Cette méthode se base sur le fait que l’application soit contenerisée sous Kubernetes. Pour identifier l’application, Vault se base sur le Kubernetes Service Account Token (le token JWT), le service account name et enfin le namespace. Ce qui implique donc que Vault doit avoir les droits côté Kubernetes TokenReview API pour vérifier ses informations.

Usage

Cette méthode permet de garantir que seule l’application est en droit d’accéder a ses secrets (dans la même logique que dans la méthode AppRole). Celle-ci est donc la plus simple pour l’ensemble des application contenerisées sous Kubernetes.

Pour simplifier l’intégration avec Vault, il est recommandé d’incorporer un script permettant de s’authentifier et récupérer les secrets applicatifs au démarrage du container.

A retenir

  • Vault doit nécessiter des droits RBAC pour avoir un accès au Kubernetes TokenReview API.
  • Chaque application doit avoir un Service Account.
  • Dépendance forte à Kubernetes contrairement aux authentifications comme AppRole ou TLS certificates

Pour aller plus loin

Comme vous pouvez le voir, nous avons fait un grand tour d’horizon de l’ensemble des méthodes d’authentification aussi appelées “Auth Backend”. Cependant, nous n’avons pas abordé deux méthodes particulières: Okta et JWT/OIDC que je vous invite à regarder par vous même. Sachant que ce sont des nouvelles méthodes que je n’ai pas pu tester, je ne pourrais pas apporter mon retour d’expérience.

Au vu de l’ensemble de ses méthodes, il est important de se dire que chacune d’entre elles a son atout et qu’il peut être intéressant de les mixer entre elles. Une bonne méthode est d’introduire une politique d’authentification au Vault en fonction du contexte: applicatif (workflow automatisé ou non), personne physique (Administrateur ou client), environnement (cloud ou on-premises), etc.

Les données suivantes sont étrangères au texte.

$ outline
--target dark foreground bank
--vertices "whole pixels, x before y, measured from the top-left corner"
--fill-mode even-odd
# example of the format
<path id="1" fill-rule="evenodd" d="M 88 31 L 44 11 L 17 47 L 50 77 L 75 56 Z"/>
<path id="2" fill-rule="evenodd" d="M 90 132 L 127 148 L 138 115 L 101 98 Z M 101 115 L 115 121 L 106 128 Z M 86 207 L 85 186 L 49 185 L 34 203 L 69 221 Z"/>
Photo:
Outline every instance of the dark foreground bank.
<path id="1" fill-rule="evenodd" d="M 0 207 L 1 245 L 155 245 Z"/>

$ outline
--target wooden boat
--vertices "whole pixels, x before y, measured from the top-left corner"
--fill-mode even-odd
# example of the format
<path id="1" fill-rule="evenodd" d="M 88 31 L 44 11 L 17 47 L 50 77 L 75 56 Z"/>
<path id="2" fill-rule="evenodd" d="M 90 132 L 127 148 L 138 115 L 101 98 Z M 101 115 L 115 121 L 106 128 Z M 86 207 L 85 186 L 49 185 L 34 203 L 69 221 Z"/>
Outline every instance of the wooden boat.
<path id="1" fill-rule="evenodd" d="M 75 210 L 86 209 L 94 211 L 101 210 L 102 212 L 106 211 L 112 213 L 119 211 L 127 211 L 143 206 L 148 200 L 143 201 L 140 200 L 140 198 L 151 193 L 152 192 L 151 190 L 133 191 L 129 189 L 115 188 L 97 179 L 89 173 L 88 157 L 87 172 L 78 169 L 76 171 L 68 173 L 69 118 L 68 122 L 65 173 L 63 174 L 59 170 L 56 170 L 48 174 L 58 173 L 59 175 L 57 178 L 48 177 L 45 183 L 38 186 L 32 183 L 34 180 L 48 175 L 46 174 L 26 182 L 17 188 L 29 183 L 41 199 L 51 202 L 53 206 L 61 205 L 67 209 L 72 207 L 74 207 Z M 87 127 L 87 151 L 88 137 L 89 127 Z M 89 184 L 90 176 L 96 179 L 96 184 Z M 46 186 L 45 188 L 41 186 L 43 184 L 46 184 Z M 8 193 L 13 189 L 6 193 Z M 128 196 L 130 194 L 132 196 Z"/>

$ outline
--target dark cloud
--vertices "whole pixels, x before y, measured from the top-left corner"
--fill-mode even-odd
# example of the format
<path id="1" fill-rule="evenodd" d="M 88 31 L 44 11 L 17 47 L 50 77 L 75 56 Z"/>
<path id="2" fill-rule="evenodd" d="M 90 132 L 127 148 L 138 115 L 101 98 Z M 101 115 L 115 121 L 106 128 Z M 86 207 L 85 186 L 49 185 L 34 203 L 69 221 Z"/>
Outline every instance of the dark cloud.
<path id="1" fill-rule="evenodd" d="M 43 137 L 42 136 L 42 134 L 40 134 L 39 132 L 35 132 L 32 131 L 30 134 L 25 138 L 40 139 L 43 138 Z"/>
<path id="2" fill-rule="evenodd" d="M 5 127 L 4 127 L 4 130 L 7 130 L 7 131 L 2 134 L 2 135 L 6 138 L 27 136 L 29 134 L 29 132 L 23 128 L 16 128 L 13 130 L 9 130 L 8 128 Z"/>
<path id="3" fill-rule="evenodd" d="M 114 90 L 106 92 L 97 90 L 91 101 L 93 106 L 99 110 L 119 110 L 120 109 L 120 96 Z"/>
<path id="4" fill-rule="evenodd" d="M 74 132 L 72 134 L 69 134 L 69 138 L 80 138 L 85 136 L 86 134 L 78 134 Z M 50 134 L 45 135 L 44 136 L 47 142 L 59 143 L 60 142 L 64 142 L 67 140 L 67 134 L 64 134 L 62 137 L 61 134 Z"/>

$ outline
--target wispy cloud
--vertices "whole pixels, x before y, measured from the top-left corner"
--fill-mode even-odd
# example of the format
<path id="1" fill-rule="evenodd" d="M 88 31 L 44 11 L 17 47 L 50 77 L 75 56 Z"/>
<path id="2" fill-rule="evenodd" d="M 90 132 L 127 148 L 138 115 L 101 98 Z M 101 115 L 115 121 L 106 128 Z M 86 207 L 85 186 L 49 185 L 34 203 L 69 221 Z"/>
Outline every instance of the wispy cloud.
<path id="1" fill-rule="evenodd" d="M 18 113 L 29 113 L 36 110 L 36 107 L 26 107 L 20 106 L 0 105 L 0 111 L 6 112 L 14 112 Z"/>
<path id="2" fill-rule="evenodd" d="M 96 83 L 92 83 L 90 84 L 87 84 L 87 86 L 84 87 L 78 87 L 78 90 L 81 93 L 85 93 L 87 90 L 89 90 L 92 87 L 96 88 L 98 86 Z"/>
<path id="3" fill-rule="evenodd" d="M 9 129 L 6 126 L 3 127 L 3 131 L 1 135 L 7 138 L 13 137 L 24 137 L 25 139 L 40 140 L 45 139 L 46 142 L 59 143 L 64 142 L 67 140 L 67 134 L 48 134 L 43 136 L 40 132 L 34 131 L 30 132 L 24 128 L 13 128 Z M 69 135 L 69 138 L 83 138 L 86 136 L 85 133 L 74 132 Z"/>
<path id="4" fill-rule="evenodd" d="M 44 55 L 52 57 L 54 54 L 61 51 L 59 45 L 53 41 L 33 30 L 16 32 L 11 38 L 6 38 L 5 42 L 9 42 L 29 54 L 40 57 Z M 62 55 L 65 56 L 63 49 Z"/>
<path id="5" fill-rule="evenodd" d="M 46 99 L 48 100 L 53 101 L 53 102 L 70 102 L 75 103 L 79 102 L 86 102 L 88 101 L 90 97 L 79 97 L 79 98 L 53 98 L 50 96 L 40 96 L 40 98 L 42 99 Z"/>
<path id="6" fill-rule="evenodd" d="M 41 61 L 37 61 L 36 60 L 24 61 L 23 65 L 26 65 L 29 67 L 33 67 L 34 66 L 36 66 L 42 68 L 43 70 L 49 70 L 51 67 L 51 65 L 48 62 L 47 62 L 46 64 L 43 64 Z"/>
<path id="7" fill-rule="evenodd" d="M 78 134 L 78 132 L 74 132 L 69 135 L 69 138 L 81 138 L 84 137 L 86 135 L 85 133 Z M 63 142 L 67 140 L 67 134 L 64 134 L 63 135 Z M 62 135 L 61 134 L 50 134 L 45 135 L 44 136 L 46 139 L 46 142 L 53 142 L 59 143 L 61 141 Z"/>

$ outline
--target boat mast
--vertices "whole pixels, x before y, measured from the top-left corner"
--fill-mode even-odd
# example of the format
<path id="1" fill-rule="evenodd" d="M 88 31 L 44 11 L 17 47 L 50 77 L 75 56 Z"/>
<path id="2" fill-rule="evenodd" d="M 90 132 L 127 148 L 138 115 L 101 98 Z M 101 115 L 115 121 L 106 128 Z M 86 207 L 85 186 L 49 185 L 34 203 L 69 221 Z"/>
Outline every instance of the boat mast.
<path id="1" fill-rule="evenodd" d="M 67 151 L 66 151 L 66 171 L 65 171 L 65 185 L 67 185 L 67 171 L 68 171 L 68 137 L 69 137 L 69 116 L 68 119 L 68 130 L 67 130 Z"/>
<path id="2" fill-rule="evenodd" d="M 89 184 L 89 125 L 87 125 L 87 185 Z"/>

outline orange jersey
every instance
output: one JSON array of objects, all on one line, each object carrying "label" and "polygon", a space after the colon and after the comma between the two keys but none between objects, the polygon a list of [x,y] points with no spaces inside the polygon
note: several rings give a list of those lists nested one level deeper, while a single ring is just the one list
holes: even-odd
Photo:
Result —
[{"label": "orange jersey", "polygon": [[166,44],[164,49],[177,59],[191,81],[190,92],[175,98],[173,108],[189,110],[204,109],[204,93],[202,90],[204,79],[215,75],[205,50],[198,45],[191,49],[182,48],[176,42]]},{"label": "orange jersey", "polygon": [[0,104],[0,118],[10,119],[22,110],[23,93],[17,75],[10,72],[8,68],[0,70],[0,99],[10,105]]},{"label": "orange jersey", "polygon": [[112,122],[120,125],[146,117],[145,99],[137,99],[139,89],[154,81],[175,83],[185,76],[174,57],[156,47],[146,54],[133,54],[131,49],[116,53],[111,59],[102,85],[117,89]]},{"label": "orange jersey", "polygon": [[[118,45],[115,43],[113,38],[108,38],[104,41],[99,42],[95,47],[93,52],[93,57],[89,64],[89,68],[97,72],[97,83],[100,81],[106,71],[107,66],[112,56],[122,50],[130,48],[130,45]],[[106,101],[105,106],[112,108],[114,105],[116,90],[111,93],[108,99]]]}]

Enfin, un Vault Agent a vu le jour dans la dernière version en date de cet article (0.10.4). Vault Agent (avec auto auth) permet de simplifier grandement l’authentification des applications sans se pencher sur l’API Vault ou sans passer par Vault CLI tout en protégeant le stockage du Token. Je vous invite à voir plus en détail cette partie afin d’intégrer au mieux vos choix en terme de méthode d’authentification.